By Michelle Minton
Despite the fact that tobacco products kill nearly half a million Americans each year, it is vaping products—which help people quit smoking—that have become a top target for health advocates. In addition to the Food and Drug Administration’s proposed rules that would create a de facto ban on the products, health advocates are trying to pass laws in the states that would increase restrictions and taxes on electronic cigarettes. Their intentions may be good, but the consequences of their proposals in states like Utah could be a disaster for public health.
Currently, Utah lawmakers are considering several proposals that would raise taxes on electronic cigarettes by more than 85 percent and ban anyone under 21 from purchasing them. Health advocates argue such changes are needed to prevent Utah’s children from becoming addicted to the nicotine in electronic cigarettes, which have become more popular than traditional cigarettes among teens.
Certainly, it’s alarming to read that “nearly 11 percent of Utah students in eighth, 10th and 12th grades reported using e-cigarettes…almost double the rate two years ago,” but there is a positive flipside to this story; the rate of traditional cigarette usage has significantly declined among this age group. According to a 2013 report by the Utah Department of Health, 3.8 percent of students in grades 8, 10, and 12 reported smoking traditional cigarettes in the last month. Compare that with the 9 percent of students in these grades that reported smoking cigarettes in 2005.
Electronic cigarettes might not be “healthy,” but they’re certainly less harmful than traditional tobacco cigarettes. For example, an independent review commissioned by Public Health England, published in August 2015, found that electronic cigarettes are at least 95 percent less harmful than traditional cigarettes and early research indicates switching to vaping from cigarettes may reverse lung damage. Even former U.S. Surgeon General Dr. Richard Carmona, wrote, “Based on what we know today, there is broad agreement that e-cigarette use is significantly safer than cigarette smoking.” This sentiment was echoed by the FDA’s tobacco “czar,” Mitch Zeller, who said, “If we could get all those people [who smoke] to completely switch all of their cigarettes to noncombustible cigarettes, it would be good for public health.”
So, as my friend Jeff Stier put it, “If the point of a sin tax is to discourage behavior, why would you put a sin tax on e-cigarettes, which are the alternative to smoking?”

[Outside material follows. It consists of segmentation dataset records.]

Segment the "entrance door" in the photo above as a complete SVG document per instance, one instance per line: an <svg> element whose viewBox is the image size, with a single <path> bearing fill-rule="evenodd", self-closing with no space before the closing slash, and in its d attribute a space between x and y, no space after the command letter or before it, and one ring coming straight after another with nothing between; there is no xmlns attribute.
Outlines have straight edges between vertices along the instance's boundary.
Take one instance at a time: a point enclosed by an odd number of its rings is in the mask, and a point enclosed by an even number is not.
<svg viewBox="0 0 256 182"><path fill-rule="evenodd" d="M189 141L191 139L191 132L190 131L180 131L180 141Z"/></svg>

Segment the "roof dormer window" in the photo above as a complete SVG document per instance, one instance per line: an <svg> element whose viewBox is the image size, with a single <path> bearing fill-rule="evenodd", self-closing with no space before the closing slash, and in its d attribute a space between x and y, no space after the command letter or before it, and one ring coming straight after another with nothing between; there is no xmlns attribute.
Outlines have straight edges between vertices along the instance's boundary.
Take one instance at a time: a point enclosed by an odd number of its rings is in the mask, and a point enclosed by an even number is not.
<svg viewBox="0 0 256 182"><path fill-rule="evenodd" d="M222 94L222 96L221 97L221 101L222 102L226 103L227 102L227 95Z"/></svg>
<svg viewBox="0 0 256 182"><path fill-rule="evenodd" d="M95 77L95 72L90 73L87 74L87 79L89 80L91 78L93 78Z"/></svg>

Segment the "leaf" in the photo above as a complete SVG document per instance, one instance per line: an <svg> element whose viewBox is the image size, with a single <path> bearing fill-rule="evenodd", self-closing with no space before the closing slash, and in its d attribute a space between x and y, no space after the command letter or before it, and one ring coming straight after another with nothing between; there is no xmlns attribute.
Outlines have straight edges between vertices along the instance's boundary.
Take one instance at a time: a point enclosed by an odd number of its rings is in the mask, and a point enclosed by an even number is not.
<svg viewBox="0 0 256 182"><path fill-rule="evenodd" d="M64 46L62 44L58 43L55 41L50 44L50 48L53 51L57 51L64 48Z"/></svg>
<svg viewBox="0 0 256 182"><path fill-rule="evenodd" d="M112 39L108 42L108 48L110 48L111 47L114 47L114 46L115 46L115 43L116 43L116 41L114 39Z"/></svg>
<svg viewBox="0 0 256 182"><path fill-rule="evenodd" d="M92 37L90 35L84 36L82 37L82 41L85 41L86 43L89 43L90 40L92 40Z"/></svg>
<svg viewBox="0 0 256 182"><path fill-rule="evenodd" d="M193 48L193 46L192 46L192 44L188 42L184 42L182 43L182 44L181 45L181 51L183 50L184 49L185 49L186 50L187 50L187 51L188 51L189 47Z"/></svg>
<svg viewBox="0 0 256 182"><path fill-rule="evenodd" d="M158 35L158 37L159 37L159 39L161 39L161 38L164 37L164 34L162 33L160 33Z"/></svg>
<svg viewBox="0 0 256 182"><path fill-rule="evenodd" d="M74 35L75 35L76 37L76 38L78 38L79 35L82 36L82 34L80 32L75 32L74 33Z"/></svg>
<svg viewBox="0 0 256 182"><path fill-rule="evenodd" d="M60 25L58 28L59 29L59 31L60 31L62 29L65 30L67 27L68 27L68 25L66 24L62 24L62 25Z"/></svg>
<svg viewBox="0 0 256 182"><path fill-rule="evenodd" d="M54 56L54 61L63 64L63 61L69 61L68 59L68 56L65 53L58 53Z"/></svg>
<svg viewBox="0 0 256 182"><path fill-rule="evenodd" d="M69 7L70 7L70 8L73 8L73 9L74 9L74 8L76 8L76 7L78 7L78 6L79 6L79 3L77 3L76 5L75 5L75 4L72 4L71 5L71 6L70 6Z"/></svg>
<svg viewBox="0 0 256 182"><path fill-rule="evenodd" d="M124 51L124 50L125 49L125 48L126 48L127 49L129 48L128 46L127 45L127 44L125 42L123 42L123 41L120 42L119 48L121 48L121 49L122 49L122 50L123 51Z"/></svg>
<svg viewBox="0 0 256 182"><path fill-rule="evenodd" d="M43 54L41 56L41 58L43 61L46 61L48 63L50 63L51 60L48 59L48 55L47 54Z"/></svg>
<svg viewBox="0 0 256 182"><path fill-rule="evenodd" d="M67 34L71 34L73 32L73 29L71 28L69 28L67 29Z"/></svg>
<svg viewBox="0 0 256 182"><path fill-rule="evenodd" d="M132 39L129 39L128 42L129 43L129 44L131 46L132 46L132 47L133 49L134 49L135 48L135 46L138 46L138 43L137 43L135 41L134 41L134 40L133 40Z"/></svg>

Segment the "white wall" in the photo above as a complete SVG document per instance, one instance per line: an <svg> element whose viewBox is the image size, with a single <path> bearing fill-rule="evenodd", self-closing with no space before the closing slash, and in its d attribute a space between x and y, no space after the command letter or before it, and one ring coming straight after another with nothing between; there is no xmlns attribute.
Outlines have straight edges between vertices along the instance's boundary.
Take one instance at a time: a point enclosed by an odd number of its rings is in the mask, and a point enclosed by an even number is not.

Good question. The enormous tax increase proposed in Utah would only make it more expensive for adult cigarette users to switch to a much safer alternative. And it will do nothing to stop kids from smoking. Rep. Paul Ray, sponsor of one of the tax bills under consideration, declared that “the whole point of my bill is to raise the price point [on electronic cigarettes] high enough that the youth don’t have access.”
Teens are already smoking cigarettes and a small portion of them likely always will; raising the price on electronic cigarettes simply means that more teens will buy regular cigarettes instead of vaping—which contains less nicotine.
Luckily, there doesn’t seem to be much support for the bills in the wake of several other tax hikes in the state. This is, perhaps, why supporters felt the need to pull a stunt like busing kids to the capitol for a rally in support of the tax hike. Because if there’s one thing kids love, it’s taxes. Even if the children are sincere in their public policy demands, restricting and putting a massive tax on products that effectively help adult smokers quit a deadly addiction would be inexcusably reckless behavior for adult lawmakers.